On the other side were the items: plastic, car parts, and many other forms of detritus piled up. Relocating them to recycling and disposal facilities in southern Canada – the best way to care for the environment – was costly for companies and very expensive for many governments.
As a result, many areas in northern Canada send their waste to landfills, and many use open lakes and permanent pools to dump the city’s wastewater. Also, no region in Arctic Canada has a fire extinguisher, which leaves some relying on the destructive practice of outdoor burning, says a North Oceans report.
“Most landfills are a disaster,” says Fuller.
“Unlike many people in southern Canada, we have been facing a serious, growing and growing problem in urban areas for many years,” wrote Natan Obed, president of the Inuit Tapiriit Kanatami (ITK), Inuit Canada’s representative in the report. “Currently we do not make direct decisions on recycling, reducing, or diverting paper, cardboard, plastics, hazardous materials, and waste that fill our landfills, threaten our unsustainable water and food products, and directly. Pollute our air.”

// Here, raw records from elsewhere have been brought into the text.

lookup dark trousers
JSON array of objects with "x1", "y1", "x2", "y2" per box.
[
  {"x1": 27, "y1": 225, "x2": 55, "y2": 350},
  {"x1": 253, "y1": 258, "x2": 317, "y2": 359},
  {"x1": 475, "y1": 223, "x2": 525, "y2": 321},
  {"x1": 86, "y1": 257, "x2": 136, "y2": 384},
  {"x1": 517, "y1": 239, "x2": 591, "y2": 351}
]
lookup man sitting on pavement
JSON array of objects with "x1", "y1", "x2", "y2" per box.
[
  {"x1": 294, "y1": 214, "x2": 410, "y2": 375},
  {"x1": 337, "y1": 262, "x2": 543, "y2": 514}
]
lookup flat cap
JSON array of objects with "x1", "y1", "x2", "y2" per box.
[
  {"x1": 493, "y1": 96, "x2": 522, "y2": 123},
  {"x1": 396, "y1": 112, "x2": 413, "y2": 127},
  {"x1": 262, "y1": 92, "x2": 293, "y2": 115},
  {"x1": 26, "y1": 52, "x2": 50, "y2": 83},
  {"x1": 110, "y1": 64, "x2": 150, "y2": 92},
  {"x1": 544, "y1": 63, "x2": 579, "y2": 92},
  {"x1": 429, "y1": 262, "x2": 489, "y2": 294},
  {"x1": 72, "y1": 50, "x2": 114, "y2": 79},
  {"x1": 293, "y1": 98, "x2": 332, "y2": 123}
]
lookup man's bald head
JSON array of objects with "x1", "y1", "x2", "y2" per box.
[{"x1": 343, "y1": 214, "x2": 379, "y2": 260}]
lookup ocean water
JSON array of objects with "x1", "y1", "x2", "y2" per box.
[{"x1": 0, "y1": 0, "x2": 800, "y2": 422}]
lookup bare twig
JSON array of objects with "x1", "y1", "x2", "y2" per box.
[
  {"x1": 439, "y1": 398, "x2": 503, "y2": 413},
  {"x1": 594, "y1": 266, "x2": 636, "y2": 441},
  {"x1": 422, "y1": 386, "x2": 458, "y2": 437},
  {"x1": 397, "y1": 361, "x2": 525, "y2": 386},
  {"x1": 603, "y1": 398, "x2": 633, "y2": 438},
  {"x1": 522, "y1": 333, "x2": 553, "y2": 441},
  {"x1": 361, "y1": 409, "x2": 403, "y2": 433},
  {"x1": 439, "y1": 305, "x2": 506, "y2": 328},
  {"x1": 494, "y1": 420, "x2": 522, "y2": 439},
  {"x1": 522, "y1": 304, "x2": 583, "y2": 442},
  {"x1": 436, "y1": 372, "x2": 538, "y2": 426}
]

Air dumps and garbage burning create a number of hazardous chemicals that can easily be absorbed into the surrounding area as well as the animals or fish that live nearby, according to June. reports and the International Pollutant Elimination Network, a global group of environmental organizations. In July reports and ITK found that locally harvested wild foods such as fish, fruits, or wildlife provide up to one-half of the protein content needed in Inuit. Harvesting and hunting are also culturally important – about 85 percent of Inuit people 15 years of age or older hunt or trap – and can provide a cheaper alternative than cheap imported food.